87th AMS Annual Meeting

Monday, 15 January 2007: 1:30 PM
Climatic Normals for Changing Climate
214C (Henry B. Gonzalez Convention Center)
Konstantin Y. Vinnikov, Univ. of Maryland, College Park, MD; and R. E. Livezey and H. M. Van den Dool
This talk is to initiate research and discussion of the problem of climate normals for a changing climate. Analyses of climatic records show that contemporary climate variations contain non-stationary components (climatic trends) which need to be accounted for in evaluating and predicting climatic normals and climatic anomalies. The first attempt to consider the existence of climatic trends was the WMO recommendation that climatic normals be recomputed each decade by averaging observations for the last three decades.

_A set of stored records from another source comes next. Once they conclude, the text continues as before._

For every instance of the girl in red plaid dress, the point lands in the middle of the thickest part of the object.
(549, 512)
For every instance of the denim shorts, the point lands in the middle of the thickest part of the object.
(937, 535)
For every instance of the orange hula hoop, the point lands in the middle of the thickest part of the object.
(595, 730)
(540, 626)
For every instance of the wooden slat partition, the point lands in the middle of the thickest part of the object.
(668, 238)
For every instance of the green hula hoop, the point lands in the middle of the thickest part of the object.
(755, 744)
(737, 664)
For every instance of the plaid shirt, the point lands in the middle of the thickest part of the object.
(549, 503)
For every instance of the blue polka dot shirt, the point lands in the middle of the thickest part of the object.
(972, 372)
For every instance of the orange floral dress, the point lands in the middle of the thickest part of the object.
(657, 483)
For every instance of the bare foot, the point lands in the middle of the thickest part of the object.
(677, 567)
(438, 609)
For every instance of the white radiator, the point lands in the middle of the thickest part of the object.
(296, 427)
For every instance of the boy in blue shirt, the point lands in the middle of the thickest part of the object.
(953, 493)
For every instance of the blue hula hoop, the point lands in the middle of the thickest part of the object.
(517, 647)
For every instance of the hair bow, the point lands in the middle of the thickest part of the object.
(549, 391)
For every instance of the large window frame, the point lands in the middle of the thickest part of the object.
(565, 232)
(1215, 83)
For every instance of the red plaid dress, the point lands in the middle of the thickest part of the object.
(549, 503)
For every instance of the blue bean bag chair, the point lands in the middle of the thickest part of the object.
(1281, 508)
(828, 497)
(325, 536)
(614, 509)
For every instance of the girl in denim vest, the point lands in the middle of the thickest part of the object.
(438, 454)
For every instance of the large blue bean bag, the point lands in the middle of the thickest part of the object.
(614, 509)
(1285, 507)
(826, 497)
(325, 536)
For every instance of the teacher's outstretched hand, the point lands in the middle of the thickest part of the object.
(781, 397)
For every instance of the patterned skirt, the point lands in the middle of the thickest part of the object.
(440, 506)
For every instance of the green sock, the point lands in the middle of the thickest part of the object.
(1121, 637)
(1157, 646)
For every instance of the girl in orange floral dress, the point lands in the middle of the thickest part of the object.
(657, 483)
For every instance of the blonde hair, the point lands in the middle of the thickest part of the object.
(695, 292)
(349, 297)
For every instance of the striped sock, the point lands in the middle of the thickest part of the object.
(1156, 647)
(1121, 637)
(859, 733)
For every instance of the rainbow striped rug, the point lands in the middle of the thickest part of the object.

Because a trend related change in a climatic variable during one or a few decades often exceed the standard deviation of the variable the WMO normals cannot be used in statistical climate predictions. Consequently, scientists at the Climate Prediction Center (NCEP/NOAA) exploited the concept of “Optimal Climate Normals (OCN)” which are 10-year averages for temperature and 15-year averages for precipitation. However, OCN is a compromise that does not solve the problem of very strong climatic trends and has large sampling errors because of its short averaging times. An alternative solution to this problem is to use empirically estimated climate trends and time dependent climatic normals. A new technique has been recently developed and tested for approximating seasonal and diurnal cycles in climatic trends. The technique allows one more efficiently and accurately than previous methods to separate the problem of extrapolating the expected value (climatic trend with its seasonal and diurnal cycles) from the problem of extrapolating the random and/or quasi-periodic (like ENSO) components of climatic processes (detrended climatic anomalies or residuals). Here we use a simple statistical model to analyze errors of different approaches for evaluating and extrapolating climatic normals into the future. It looks as if the WMO technique was a good treatment for very weak climatic trends. The OCN technique is suitable for medium trends but is not adequate for strong climatic trends. We suggest using the observed data to estimate climatic trends and to utilize estimated dependence of expected value (climatic normals) on time. Such an approach should work properly even for very strong trends with a reasonable trend model.